La deuxième proposition concerne l’abandon de la deuxième moto pour le MotoGP. Un cas de figure qui existe déjà en Mot2 et Moto 3. Si on peut le comprendre pour les classes « inférieures » en revanche pour la « vitrine » cela est pour le moins surprenant. D’autant plus surprenant qu’en fait les pilotes auraient finalement bien droit à deux motos mais ne pourraient pas s’en servir simultanément en cours de séance.

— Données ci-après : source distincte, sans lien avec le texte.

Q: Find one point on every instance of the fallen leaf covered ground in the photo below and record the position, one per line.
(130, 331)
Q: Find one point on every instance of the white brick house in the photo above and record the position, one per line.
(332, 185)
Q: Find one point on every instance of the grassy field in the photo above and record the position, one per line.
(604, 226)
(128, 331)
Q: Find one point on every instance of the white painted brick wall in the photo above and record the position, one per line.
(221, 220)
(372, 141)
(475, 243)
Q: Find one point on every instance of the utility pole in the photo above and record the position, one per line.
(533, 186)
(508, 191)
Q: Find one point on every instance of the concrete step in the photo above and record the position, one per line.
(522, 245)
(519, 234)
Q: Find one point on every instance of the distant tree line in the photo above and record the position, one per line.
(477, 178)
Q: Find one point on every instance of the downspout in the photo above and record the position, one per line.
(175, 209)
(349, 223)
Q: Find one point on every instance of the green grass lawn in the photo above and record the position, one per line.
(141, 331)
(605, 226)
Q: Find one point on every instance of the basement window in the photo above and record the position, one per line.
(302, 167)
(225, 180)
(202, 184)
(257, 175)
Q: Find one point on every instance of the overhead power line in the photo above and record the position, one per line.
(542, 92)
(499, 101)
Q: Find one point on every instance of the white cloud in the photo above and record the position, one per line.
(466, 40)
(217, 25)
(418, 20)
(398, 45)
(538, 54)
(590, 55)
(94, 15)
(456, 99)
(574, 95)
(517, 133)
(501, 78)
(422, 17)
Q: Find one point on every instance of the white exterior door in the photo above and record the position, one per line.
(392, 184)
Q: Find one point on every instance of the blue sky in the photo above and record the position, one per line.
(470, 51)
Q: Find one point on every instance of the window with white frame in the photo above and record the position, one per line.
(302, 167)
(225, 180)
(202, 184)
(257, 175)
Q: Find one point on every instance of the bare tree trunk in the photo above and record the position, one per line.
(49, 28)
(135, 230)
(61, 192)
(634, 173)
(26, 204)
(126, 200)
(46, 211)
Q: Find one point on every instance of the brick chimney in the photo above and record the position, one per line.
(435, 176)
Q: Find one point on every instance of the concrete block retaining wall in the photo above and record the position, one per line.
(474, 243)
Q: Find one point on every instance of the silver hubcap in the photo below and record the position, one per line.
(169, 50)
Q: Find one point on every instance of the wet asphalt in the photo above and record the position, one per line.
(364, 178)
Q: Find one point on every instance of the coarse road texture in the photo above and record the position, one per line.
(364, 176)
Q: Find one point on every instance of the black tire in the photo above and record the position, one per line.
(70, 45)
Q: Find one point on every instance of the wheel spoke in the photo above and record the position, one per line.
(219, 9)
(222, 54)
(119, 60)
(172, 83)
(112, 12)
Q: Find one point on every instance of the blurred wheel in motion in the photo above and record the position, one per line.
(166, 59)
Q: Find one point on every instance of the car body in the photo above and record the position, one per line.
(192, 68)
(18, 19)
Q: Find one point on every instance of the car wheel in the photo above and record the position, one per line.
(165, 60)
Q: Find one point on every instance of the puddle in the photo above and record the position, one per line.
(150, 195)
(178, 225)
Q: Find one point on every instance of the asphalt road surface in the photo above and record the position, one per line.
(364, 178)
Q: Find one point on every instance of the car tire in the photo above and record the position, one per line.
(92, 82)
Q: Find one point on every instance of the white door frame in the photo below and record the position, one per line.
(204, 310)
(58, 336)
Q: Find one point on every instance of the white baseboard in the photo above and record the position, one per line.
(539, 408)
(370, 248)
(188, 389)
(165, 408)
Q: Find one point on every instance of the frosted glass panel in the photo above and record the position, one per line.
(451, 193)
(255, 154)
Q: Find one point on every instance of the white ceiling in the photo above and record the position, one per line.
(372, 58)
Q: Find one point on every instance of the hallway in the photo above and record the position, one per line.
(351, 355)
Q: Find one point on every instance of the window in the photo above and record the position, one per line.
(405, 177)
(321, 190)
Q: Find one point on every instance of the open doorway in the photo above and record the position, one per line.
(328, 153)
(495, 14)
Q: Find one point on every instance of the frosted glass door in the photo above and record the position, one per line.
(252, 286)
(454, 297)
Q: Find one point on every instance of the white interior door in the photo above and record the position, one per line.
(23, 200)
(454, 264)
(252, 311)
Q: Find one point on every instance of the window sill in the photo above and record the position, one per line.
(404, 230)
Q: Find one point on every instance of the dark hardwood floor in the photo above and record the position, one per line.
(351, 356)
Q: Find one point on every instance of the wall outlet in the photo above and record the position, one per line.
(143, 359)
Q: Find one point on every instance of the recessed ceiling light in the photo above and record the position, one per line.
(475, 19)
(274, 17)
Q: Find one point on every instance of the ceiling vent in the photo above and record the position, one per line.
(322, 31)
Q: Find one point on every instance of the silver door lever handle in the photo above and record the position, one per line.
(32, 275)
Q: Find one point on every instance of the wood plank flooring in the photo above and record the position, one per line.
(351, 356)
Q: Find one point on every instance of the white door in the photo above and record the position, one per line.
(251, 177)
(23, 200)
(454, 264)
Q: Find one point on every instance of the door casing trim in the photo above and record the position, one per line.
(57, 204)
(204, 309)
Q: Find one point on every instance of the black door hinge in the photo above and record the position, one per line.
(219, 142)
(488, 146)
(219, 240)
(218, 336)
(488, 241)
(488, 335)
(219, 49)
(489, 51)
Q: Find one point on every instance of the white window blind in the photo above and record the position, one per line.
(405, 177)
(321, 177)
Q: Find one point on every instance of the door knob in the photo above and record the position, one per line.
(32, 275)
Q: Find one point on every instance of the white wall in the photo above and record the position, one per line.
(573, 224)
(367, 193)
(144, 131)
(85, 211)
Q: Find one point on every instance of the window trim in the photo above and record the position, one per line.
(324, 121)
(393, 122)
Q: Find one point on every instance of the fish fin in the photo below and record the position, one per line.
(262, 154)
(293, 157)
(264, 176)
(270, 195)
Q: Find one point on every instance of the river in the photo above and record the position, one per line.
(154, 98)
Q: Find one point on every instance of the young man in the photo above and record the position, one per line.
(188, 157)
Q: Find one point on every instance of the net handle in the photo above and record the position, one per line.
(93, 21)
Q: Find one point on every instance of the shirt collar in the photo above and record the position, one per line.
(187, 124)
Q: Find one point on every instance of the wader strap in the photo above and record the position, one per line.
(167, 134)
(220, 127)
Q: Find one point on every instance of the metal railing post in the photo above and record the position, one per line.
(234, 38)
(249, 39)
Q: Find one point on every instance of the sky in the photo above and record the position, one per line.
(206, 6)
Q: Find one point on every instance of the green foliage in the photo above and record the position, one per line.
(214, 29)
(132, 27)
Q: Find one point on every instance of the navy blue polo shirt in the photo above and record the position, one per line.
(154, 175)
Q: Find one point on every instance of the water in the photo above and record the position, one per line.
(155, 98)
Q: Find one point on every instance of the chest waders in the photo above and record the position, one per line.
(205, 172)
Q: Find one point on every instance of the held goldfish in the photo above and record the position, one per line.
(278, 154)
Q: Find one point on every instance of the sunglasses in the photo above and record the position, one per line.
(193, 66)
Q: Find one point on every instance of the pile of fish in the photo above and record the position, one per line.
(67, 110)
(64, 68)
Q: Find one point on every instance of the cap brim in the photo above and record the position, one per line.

Concrètement, il s’agirait d’une mot de réserve que le pilote ne pourrait utiliser qu’en cas de problème sur sa première machine. Une utilisation soumise à validation auprès des commissaires techniques. En revanche la deuxième machine serait bien sur de sortie le samedi et le dimanche pour les éventuelles course Flag to Flag. Au final quel est l’intérêt de cette mesure ? Economiquement la présence d’une deuxième moto de réserve ou pas ne réduira donc pas les couts. Sportivement on risque de se retrouver avec des séances amputées de plusieurs pilotes qui n’auront pas la possibilité de repartir après une casse ou une chute. Bref il faut qu’on nous explique où est l’intérêt de cette mesure…
MotoGP le calendrier 2028 sans Aragon

Enfin dernière mesure en date, le calendrier 2028 comportera une épreuve espagnole en moins. Le Grand Prix concerné sera celui d’Aragon. Il faut qu’avec 4 courses ibérique le calendrier faisait la part belle à la péninsule ibérique. Pour autant Aragon ne disparaitra pas totalement des tablettes puisqu’il sera maintenant comme Grand Prix de réserve. Une porte de sortie en cas d’annulation d’une épreuve validée au calendrier. Voilà qui nous ramène au sujet précédent des économies. Et si le calendrier justement était ramené à 20 voire 18 courses, les économies ne seraient elles pas quantifiables beaucoup plus facilement ? Allez on attend avec impatience les prochaines propositions et surtout annonces de transferts vu que les discussions entre les constructeurs et le MotoGP ont enfin abouties.